In 1992 he opened his own firm in Los Angeles, Christopher Calott Architecture and Urban Design. He also started teaching those disciplines. His residencies included Auburn University in Alabama, the University of Miami and the University of California-Berkeley. For five years he taught at the Universidad de Anahuac in Mexico City in a 10-week joint summer program between that school and the University of Arkansas.

Calott's education focus, he says, has always been on urbanism, design and housing. He defines urbanism as "the practice of building the city [while] thinking about everything from buildings to streets to public spaces like plazas, and proposing all the mixed uses to support them vibrantly....

"An urban architect is less interested in a single building and more interested in a block that creates more vibrancy."

Having developed a body of work and a set philosophy, Calott returned to Albuqueque, a city he saw as "ripe" for development and also the perfect place to raise a family. He moved here with his wife in 1998 and became a "professor in practice," teaching architecture, urban design and urban theory at the University of New Mexico. Calott taught while practicing privately for seven years.

One of his students was Tom Gifford, who, says Calott, had done some of the earliest infill housing projects in Albuquerque, including the Martin Luther King townhouses near UNM. He had been in practice for 11 years when he decided to go back to school.

The two got together in 2000 for their first project, the redevelopment and design of downtown Gallup's courthouse square.
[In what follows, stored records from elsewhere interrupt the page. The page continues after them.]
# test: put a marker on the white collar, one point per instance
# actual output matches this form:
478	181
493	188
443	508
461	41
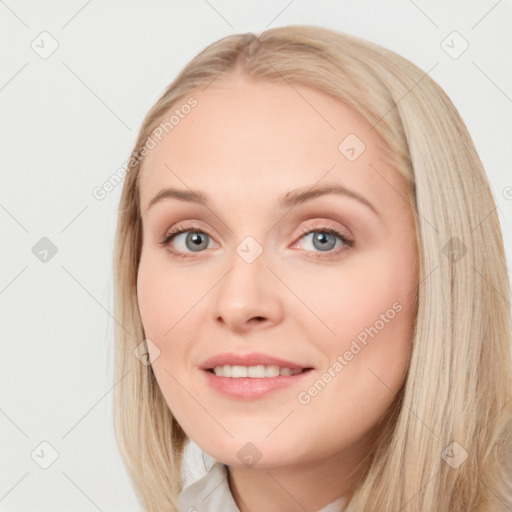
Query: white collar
211	493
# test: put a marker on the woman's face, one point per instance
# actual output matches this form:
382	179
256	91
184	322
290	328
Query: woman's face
261	281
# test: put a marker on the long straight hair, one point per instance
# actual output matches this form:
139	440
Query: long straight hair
449	446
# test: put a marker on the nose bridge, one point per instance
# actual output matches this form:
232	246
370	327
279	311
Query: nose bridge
245	292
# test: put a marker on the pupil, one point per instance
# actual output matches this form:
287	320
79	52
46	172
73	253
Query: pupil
323	239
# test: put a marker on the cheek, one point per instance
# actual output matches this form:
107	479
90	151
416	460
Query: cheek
164	295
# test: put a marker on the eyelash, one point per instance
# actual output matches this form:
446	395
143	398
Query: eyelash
178	230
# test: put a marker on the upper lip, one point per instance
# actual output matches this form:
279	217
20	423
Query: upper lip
249	359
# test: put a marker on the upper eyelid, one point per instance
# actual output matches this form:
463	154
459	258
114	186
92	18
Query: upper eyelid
179	229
Their next project was Plaza Contenta, a seven-acre mixed-use town center with affordable housing in the Tierra Contenta section of southwest Santa Fe.

The pair formed Infill Solutions with local real estate veteran Jay Rembe in 2001. The company has landed dozens of design and development awards, including the recent top Design Excellence Award from the American Institute of Architects for the Pacheco Street Lofts.

Calott says the lofts are his most ambitious project to date, and are poised to become the perfect example of "transit-oriented development" once the Rail Runner is extended to Santa Fe.